Putting a price on direct marketing
31 Jul 2012
Putting a price on direct marketing is the most comprehensive research to date into direct marketing industry’s financial contribution to the UK’s economy. The report puts a figure on the volume of sales direct marketing generates, assesses how much companies are spending on direct marketing, details the spread of expenditure across all direct media channels and counts the number of people that find their employment directly and indirectly through direct marketing.
The study highlights the major contribution that direct marketing made to the UK economy in 2011. The key findings can be summarised in four headline figures.
2011 expenditure on direct marketing totalled £14.2 billion; 7% growth expected in 2012
Total UK expenditure on direct marketing stood at £14.2 billion in 2011. Encouragingly, businesses using direct marketing estimate that their expenditure will increase by an additional 7% in 2012 – hugely important in an economy that is looking at modest overall growth at best.

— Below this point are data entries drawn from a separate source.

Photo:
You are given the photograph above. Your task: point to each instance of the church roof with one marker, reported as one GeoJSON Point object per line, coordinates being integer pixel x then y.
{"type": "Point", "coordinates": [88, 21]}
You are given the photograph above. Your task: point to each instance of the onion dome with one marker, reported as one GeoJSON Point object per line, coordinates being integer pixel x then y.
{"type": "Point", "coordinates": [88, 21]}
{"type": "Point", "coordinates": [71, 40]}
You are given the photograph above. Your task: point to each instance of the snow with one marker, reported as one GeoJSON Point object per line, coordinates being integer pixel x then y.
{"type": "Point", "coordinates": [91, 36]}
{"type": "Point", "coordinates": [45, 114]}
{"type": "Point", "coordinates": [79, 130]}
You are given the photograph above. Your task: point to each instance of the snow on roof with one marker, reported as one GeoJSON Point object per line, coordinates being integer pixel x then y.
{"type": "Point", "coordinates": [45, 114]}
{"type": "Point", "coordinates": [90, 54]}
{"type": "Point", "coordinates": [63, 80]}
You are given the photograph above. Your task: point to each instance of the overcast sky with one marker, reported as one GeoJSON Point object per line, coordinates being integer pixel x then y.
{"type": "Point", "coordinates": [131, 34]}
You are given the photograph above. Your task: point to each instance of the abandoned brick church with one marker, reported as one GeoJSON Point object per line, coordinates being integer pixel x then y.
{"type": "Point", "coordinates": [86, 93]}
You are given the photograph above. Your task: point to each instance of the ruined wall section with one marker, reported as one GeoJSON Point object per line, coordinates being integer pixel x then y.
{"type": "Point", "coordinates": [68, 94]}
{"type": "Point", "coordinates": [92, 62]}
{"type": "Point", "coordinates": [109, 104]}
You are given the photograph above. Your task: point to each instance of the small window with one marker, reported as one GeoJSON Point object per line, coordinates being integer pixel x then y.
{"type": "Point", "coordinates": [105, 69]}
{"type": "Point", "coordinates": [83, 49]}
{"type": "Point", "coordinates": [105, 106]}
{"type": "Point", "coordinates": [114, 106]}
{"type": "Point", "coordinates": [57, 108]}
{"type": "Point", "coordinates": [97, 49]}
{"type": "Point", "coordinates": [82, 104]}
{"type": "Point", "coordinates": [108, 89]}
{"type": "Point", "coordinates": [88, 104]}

Such growth will be driven predominately by increased investment in direct digital channels.
23% of UK sales are generated by direct marketing
Companies polled for this study attributed almost a quarter (23%) of their overall turnover (sales) in 2011 to direct marketing. When these findings are extrapolated to represent all UK businesses, this would suggest that direct marketing accounted for £700 billion worth of sales out of a total of £3 trillion in 2011.
The direct marketing industry employs 530,000 people
In 2011, the number of people employed in direct marketing totalled 530,000, accounting for 1.8% of total UK employment. This comprises 375,000 workers directly employed and 155,000 indirectly employed, for example by Royal Mail and call centres. Moreover, findings presented here demonstrate that employment in direct marketing is likely to grow across all sectors in 2012.
The proposed EU Data Protection Regulation could lose the UK £47 billion in lost sales
According to the businesses polled for the study, the proposed EU legislation could cost UK each an average of £76,000. Crucially, if these results were representative of the UK economy as a whole, this would translate into a potential cost of £47 billion to UK businesses, concentrated amongst mainly SMEs.